Note that P (y) is also called the class probability , and P (x i | y) is called conditional probability .
Different naive Bayesian classifiers differ mainly in the assumptions they make relative to the distribution of P (x i | y).
Let's try to apply the above formula manually to our weather dataset. To do this, we need to do some preliminary calculations for our dataset.
We need to find P (x i | y j ) for each x i in X and y j in y. All these calculations were demonstrated in the tables below:
So, in the picture above, we computed P (x i | y j ) for each x i in X and y j to y manually in Tables 1-4. For example, the likelihood of playing golf, given that the temperature is cool, i.e. P (temp. = Cool | play golf = Yes) = 3/9.
We also need to find the probabilities of the classes (P (y)) that were calculated in Table 5. For example, P ( play golf = Yes) = 9/14.
So now we have finished our preliminary calculations and the classifier is ready!
Let's test it for a new set of features (let's call it today) :
today = (Sunny, Hot, Normal, False)
So, the probability of playing golf is defined as:
and the probability of not playing golf is defined as:
Since P (today) is common to both probabilities, we can ignore P (today) and find the proportional probabilities as:
Now that As
These numbers can be converted to probability making the sum equal to 1 (normalization):
So the forecast that golf will be played is yes.
The method we discussed above applies to discrete data. In the case of continuous data, we need to make some assumptions about the distribution of values for each feature. The various naive Bayesian classifiers differ mainly in the assumptions they make about the distribution of P (x i | y).
We now discuss one such classifier here.
Gaussian Naive Bayesian Classifier
In Gaussian Naive Bayesian Method it is assumed that the continuous values associated with each feature are distributed according to the Gaussian distribution . Gaussian distribution is also called normal distribution . When plotted, the graph produces a bell-shaped curve that is symmetrical about the mean of the object, as shown below:
The probability of features is assumed to be Gaussian, therefore, the conditional probability is defined as:
We now look at implementing a Gaussian naive Bayesian classifier using scikit-learn.

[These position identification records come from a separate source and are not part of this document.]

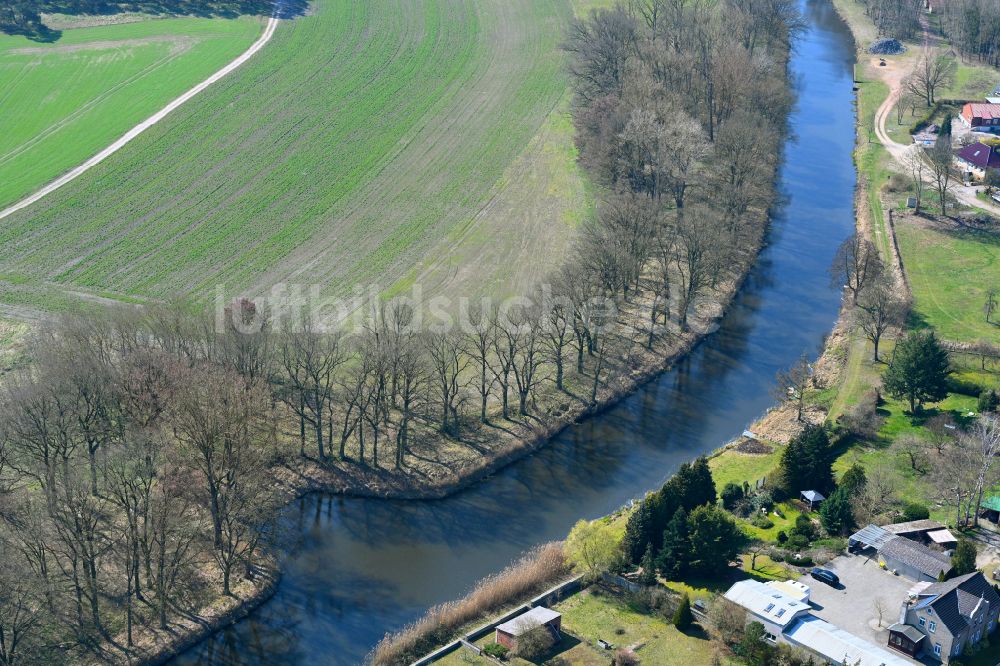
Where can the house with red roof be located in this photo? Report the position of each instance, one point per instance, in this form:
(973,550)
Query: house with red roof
(981,115)
(976,159)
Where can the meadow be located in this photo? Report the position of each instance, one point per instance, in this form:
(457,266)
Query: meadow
(365,137)
(950,268)
(62,102)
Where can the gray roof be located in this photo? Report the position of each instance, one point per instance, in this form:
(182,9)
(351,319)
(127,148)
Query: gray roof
(839,646)
(766,602)
(955,600)
(871,537)
(920,557)
(910,632)
(914,526)
(525,622)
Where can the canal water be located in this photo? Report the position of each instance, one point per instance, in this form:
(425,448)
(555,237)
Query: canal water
(357,568)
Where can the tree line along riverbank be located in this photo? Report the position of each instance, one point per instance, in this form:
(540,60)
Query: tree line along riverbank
(145,452)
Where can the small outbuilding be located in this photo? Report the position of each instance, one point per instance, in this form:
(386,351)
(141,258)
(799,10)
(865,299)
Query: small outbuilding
(812,498)
(905,638)
(943,538)
(539,616)
(914,560)
(991,509)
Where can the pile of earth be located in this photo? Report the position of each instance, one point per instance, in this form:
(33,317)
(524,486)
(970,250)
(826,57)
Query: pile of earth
(886,46)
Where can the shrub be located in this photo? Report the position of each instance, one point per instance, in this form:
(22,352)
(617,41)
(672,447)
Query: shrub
(496,650)
(624,657)
(863,420)
(730,495)
(798,542)
(988,401)
(683,616)
(897,183)
(762,501)
(805,527)
(915,511)
(532,573)
(803,560)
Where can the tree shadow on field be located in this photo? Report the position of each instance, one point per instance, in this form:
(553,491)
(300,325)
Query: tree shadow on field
(23,17)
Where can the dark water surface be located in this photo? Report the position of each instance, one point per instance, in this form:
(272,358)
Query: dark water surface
(356,568)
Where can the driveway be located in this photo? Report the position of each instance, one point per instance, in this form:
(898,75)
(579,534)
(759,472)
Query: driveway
(852,606)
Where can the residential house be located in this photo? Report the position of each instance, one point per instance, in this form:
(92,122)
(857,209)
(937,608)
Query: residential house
(914,529)
(913,560)
(789,621)
(927,137)
(510,631)
(980,115)
(948,616)
(772,608)
(838,646)
(976,159)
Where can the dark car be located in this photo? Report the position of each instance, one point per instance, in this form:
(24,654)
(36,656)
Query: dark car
(826,576)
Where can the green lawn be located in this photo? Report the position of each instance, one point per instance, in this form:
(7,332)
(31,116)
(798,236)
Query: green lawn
(950,268)
(61,102)
(362,137)
(736,467)
(594,614)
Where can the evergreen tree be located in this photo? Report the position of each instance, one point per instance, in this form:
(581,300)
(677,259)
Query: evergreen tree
(730,495)
(715,539)
(676,550)
(919,370)
(683,618)
(854,479)
(963,560)
(648,576)
(698,485)
(638,532)
(836,512)
(807,462)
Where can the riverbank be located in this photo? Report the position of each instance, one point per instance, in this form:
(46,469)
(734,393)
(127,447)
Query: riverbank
(303,478)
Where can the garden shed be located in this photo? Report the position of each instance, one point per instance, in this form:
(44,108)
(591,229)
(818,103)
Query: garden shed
(812,498)
(539,616)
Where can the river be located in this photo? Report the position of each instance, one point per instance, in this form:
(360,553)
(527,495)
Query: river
(356,568)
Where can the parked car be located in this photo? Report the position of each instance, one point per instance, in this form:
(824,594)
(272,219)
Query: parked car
(825,576)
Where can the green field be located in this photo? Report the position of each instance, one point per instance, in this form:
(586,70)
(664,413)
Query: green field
(365,138)
(61,103)
(950,267)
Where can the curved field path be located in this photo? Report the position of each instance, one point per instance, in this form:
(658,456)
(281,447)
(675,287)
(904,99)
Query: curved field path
(373,144)
(143,126)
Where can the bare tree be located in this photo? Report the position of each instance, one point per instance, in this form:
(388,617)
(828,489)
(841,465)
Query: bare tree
(990,305)
(940,159)
(879,310)
(479,342)
(934,70)
(310,359)
(916,167)
(855,265)
(447,368)
(915,449)
(697,257)
(985,443)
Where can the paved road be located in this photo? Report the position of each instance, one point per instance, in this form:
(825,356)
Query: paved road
(144,125)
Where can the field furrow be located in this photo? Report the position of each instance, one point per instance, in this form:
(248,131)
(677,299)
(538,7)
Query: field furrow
(361,143)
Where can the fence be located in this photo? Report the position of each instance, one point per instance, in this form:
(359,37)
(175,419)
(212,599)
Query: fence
(550,596)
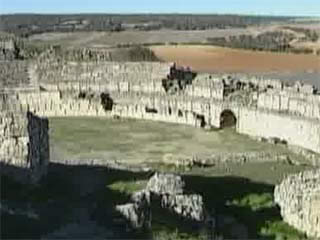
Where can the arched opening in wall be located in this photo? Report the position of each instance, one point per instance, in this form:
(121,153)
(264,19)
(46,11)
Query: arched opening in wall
(227,119)
(106,101)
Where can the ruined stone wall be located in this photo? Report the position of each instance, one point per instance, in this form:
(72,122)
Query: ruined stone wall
(24,148)
(294,130)
(299,199)
(261,106)
(299,104)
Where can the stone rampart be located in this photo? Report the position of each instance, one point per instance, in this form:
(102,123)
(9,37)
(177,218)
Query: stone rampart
(292,129)
(299,199)
(138,91)
(260,107)
(24,149)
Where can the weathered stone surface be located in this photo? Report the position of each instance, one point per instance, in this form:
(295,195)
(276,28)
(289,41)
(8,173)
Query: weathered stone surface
(188,206)
(24,146)
(161,183)
(299,199)
(138,214)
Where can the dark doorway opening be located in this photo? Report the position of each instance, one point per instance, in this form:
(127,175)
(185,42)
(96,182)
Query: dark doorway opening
(227,119)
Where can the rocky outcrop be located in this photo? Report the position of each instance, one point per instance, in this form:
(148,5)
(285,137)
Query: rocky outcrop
(161,183)
(24,146)
(170,189)
(299,199)
(189,206)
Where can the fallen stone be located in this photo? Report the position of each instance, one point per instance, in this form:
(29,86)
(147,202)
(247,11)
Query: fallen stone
(161,183)
(299,199)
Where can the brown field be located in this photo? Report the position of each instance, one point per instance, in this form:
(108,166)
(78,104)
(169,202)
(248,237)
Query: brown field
(212,59)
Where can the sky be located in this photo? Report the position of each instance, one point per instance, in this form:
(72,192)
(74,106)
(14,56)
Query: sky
(256,7)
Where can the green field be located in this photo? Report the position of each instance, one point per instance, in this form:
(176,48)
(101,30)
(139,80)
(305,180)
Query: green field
(78,193)
(137,141)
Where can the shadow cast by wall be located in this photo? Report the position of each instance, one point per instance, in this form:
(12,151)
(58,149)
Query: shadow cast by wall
(68,189)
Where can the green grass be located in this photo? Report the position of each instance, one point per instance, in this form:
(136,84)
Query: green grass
(254,201)
(138,141)
(127,187)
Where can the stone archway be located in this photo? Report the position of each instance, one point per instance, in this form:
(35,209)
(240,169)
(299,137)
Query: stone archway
(227,119)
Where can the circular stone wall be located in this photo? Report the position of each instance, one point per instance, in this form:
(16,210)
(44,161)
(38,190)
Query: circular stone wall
(299,199)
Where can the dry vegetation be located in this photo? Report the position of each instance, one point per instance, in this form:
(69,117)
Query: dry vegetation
(211,59)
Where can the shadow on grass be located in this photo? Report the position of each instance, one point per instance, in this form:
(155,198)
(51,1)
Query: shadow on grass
(67,189)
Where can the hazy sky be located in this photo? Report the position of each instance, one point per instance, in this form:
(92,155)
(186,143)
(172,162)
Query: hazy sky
(266,7)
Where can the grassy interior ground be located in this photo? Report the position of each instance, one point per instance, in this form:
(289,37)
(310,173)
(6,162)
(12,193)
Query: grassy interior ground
(136,141)
(77,193)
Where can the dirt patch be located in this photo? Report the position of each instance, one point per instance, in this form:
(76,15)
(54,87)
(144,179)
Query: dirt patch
(212,59)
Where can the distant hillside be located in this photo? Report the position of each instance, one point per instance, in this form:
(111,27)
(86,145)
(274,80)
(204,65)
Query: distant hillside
(28,24)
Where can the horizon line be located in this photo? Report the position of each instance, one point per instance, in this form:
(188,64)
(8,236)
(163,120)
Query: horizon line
(163,13)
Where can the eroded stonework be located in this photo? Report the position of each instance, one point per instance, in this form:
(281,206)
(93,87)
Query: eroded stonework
(264,108)
(299,199)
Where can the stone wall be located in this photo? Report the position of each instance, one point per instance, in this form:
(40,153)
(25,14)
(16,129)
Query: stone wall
(294,130)
(24,148)
(260,105)
(299,199)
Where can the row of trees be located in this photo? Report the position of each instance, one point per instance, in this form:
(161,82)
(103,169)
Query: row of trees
(270,41)
(26,24)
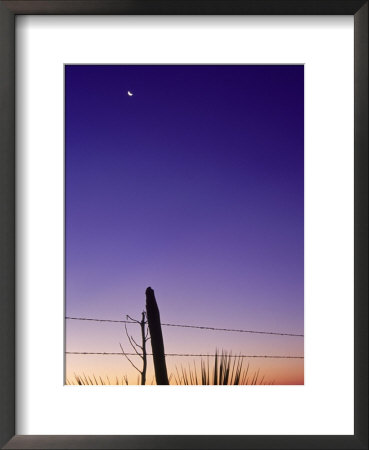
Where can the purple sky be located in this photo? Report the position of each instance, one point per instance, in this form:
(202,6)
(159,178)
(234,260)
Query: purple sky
(193,186)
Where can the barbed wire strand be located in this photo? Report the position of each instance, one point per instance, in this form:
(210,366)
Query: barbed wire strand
(234,330)
(188,354)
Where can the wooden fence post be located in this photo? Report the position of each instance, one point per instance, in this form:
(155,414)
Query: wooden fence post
(157,343)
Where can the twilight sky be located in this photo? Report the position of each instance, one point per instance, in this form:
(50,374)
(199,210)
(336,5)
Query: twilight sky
(193,186)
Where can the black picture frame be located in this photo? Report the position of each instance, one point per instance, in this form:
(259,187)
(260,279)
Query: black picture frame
(8,11)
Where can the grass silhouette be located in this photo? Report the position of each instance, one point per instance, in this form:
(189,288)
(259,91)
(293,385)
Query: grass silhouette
(225,369)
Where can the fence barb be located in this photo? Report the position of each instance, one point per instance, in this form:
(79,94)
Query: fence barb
(234,330)
(188,354)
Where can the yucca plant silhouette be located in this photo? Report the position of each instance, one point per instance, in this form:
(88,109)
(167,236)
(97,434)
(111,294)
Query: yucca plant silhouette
(226,369)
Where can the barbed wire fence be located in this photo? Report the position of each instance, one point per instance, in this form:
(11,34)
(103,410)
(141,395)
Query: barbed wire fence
(207,328)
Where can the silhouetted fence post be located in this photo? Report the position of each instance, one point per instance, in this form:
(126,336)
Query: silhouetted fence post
(157,343)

Gaussian Naive Bayes model accuracy (in%): 95.0
Others popular naive Bayesian classifiers:
When we get to the end of this article, here are some important points to think about:
This blog is courtesy of Nikhil Kumar . If you like Python.Engineering and would like to contribute, you can also write an article using contrib.python.engineering, or email your article to [email protected] See my article appearing on the Python.Engineering homepage and help other geeks.
Please post comments if you find anything wrong or if you would like to share more information on the topic discussed above.